V* demande pour le pays de Gex la permission pour des achats avantageux de sel, et permission de faire participer les commerçants au paiement des tente milles livres d'indemnités aux fermiers généraux, l'exemption d'impôt sur la marque des cuirs, l'application du décret de liberté de commerce des blés . Le 19 janvier, par Bouvard de Fourqueux, il a envoyé une Supplique à M. Turgot pour demander entre autres « la permission de faire venir toutes les marchandises de Marseille avec la même exemption de droits dont Genève jouit. » ; page 443 : http://fr.wikisource.org/wiki/Page:Voltaire_-_%C5%92uvres...

 

iv Dupont de Nemours.

 

v Les fermiers généraux.

 

vii Le parlement et les dévots.

 

viii Le parlement.

 

ix Le parlement avait condamné le censeur Louvel et le Mercure parce que La Harpe avait fait dans ce journal compte-rendu et citations de la Diatribe à l'auteur des Éphémérides, de V*.L'Assemblée du clergé avait fait condamner la Diatribe elle-même par le Conseil ; cf. lettre à La Harpe du 3 septembre 1775 : http://voltaireathome.hautetfort.com/archive/2010/09/03/e...

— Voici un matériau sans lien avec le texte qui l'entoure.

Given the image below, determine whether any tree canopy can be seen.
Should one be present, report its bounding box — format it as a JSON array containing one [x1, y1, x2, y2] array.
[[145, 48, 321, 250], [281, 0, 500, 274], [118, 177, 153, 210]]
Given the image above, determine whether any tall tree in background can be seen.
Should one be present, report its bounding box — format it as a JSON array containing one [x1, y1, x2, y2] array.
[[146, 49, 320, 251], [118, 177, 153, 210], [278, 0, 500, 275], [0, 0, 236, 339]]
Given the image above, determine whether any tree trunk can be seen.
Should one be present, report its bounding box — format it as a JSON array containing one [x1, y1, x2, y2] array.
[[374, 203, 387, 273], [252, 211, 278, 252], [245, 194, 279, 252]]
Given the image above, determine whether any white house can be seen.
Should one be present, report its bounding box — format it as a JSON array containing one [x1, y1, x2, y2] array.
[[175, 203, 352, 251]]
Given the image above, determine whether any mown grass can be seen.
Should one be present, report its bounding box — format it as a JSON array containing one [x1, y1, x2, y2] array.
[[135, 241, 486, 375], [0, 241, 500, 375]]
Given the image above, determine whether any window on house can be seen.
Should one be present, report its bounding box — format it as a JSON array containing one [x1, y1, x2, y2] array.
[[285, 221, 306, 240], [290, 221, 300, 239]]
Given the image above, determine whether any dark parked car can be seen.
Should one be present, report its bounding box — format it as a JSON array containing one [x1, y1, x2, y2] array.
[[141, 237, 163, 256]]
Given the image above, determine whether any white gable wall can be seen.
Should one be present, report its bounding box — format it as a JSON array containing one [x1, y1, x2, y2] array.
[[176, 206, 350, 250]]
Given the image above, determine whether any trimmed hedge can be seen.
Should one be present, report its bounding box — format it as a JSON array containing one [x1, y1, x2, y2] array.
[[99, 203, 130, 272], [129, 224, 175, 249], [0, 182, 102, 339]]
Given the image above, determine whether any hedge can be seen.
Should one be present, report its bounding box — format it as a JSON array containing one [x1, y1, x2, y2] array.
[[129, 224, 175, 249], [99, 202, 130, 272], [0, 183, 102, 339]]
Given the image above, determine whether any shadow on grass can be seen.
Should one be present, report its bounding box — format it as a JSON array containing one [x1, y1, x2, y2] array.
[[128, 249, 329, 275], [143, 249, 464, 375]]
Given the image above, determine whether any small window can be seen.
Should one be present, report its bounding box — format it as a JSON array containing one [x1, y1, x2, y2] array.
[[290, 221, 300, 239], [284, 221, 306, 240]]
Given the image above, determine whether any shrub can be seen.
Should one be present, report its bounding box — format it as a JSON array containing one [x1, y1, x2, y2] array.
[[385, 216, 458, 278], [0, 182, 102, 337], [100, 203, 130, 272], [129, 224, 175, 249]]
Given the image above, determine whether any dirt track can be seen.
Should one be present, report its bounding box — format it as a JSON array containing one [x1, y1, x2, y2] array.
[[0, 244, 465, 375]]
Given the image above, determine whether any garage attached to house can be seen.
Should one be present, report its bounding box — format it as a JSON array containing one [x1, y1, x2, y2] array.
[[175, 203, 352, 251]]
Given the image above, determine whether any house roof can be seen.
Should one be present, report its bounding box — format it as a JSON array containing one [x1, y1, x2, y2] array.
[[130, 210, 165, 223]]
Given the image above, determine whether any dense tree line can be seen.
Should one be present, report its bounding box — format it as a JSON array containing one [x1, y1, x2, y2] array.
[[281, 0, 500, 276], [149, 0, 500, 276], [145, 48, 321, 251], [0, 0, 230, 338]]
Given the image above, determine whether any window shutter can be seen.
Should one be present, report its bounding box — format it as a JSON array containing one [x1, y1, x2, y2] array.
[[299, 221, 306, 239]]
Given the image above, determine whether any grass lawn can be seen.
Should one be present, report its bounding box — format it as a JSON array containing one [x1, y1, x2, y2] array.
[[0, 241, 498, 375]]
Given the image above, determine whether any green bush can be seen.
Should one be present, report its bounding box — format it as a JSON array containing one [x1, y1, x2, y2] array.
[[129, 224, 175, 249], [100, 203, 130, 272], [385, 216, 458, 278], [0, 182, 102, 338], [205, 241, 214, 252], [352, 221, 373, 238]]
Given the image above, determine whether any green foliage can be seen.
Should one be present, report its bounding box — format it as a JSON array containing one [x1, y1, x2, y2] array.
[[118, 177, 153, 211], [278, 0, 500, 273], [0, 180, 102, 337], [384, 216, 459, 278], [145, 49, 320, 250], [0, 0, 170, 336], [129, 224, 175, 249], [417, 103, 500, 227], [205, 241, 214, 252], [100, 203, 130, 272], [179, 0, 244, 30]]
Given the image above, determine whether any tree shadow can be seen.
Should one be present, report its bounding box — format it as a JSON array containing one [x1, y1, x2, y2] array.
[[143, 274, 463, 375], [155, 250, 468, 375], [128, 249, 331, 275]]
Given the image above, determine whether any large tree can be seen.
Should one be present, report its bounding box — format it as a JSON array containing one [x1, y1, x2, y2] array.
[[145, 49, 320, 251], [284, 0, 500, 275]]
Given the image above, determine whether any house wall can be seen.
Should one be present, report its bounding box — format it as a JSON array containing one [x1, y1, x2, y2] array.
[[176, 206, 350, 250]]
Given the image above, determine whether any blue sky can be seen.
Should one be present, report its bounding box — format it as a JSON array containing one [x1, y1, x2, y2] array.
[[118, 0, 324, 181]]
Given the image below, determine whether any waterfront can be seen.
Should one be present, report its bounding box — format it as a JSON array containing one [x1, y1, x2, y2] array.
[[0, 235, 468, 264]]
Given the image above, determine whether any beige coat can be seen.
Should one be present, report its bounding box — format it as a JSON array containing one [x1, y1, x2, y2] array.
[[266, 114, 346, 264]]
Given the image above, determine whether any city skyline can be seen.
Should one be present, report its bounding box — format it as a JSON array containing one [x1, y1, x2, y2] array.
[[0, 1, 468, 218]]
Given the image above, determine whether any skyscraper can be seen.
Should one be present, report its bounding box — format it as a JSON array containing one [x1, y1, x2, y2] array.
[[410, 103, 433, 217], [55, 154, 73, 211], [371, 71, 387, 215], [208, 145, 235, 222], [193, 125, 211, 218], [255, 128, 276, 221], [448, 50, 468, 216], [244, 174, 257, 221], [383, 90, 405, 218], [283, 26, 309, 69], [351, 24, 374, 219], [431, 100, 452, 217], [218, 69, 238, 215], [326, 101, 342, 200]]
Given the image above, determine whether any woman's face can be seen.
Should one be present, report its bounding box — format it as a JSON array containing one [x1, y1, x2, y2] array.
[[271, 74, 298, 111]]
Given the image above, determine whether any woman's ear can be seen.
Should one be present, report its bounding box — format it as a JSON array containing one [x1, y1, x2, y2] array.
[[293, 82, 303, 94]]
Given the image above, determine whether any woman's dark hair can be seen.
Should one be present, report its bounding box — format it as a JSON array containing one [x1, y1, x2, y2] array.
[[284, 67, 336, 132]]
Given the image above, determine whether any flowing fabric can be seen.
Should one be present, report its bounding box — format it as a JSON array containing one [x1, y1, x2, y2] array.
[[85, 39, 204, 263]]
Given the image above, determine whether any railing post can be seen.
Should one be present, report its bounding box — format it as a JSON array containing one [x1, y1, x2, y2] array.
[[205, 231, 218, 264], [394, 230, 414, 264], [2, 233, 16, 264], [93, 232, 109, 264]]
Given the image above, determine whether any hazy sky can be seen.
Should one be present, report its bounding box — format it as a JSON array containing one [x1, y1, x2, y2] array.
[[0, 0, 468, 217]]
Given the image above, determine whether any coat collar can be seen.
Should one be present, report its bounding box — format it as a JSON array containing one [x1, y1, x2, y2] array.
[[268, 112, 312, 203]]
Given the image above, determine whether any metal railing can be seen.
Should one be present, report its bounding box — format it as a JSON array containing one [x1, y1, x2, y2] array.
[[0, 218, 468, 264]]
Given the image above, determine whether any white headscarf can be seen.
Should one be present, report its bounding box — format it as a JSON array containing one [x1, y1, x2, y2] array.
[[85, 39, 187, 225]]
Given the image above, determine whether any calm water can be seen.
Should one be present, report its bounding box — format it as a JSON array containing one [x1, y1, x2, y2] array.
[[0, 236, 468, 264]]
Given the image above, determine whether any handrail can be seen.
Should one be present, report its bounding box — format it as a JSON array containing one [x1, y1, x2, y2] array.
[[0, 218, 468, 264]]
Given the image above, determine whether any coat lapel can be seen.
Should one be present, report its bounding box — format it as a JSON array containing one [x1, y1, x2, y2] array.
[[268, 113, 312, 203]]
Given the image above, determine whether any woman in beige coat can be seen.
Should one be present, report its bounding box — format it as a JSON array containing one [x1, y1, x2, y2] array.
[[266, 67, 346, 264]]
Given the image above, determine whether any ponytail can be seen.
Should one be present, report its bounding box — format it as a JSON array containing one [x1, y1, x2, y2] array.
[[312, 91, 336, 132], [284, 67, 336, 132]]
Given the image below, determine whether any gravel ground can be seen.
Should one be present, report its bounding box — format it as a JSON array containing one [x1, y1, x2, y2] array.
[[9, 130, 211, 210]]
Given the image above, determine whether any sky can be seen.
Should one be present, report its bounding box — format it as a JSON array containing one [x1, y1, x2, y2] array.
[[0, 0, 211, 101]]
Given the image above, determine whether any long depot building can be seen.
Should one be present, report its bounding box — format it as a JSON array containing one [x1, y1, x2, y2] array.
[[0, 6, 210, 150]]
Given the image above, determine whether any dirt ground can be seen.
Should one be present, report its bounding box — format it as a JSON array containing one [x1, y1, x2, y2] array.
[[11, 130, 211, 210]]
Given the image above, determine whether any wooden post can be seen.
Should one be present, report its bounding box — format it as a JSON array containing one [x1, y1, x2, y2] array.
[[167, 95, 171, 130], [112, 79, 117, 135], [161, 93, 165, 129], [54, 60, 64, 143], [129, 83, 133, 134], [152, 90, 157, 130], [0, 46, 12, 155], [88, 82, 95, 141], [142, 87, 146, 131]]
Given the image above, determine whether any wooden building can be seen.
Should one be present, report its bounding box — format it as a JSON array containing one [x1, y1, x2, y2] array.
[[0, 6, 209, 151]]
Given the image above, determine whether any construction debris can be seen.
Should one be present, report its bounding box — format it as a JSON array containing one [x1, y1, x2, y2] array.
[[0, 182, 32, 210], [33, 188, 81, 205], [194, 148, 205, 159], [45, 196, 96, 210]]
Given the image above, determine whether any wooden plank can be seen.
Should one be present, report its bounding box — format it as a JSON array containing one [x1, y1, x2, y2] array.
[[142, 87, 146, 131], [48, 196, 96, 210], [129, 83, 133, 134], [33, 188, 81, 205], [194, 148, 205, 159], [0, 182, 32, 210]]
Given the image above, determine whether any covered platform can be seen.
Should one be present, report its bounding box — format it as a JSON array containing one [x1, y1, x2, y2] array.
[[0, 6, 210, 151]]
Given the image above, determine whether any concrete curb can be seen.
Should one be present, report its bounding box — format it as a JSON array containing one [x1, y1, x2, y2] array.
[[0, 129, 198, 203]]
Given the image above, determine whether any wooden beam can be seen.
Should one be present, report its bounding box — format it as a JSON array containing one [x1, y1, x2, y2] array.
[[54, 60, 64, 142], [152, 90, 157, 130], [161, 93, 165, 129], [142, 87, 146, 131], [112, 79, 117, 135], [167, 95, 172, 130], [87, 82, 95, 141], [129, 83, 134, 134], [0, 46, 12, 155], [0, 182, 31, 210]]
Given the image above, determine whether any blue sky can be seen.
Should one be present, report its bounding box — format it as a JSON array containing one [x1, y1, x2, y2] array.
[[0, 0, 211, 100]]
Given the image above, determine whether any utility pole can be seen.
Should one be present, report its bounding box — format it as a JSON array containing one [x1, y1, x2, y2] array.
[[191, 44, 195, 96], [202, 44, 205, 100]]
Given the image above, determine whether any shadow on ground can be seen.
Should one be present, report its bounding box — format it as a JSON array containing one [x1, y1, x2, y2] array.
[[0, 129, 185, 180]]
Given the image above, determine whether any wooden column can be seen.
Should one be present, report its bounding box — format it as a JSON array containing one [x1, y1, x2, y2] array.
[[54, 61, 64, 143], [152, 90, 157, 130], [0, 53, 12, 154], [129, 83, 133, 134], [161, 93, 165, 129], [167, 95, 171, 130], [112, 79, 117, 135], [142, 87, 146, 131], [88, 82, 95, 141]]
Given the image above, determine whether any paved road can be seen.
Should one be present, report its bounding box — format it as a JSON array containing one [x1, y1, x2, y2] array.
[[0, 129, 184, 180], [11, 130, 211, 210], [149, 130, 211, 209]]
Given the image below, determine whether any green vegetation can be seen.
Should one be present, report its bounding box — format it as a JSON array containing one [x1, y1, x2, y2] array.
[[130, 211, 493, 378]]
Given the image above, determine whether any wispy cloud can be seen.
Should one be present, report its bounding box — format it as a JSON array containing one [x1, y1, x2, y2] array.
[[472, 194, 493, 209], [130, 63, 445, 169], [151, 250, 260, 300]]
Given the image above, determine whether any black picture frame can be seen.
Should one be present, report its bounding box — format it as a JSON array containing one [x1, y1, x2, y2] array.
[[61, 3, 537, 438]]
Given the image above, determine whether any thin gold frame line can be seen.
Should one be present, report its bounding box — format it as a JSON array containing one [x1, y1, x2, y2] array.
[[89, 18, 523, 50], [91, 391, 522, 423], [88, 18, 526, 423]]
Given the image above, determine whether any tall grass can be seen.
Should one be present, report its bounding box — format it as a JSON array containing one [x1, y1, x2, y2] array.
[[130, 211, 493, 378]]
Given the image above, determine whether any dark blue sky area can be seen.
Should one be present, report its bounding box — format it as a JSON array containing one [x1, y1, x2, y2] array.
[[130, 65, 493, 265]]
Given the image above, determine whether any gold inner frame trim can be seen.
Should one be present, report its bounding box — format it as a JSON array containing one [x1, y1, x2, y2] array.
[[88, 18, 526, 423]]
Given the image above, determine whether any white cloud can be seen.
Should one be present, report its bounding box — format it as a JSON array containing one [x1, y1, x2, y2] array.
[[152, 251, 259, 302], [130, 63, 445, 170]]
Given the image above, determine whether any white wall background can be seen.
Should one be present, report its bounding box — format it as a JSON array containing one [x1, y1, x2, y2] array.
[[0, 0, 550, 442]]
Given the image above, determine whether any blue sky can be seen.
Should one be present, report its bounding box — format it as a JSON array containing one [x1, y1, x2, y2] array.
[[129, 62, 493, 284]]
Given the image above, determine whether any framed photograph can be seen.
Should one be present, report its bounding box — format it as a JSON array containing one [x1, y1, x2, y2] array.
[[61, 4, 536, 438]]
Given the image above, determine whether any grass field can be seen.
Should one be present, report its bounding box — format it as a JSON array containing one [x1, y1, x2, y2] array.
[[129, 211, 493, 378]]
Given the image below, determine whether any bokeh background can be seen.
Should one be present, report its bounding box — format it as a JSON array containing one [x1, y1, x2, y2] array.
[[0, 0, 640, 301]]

et Page 369 : http://fr.wikisource.org/wiki/Page:Voltaire_-_%C5%92uvres...

 

x Allusion à l'affaire de l'Épitre adressée à Tressan, dans laquelle V* a même soupçonné Condorcet ; Cf. lettre à Condorcet et d'Alembert du 8 avril 1775 : http://voltaireathome.hautetfort.com/archive/2010/04/08/l...

 

 

xi La Diatribe de V* concernant le commerce des blés.

 

xii Cf. lettre à Frédéric II du 7 juillet 1775 : voir deuxième lettre de la note http://voltaireathome.hautetfort.com/archive/2009/07/06/l...

 

xiii Paysans de Saint-Claude (Jura) soumis à la mainmorte par les moines.

 

xiv En première intention, Christin, avocat , a perdu leur procès au parlement de Besançon .

 

xv Nouveaux édits en préparation : 1° suppression des corvées, 2° suppression des droits établis à Paris sur les grains, 3° suppression des offices inutiles créés sur les ports, quais, halles et marchés de Paris, 4° suppression des jurandes, maîtrises et corporations, 5° suppression de la caisse de Poissy*, 6° diminution des droits sur les suifs.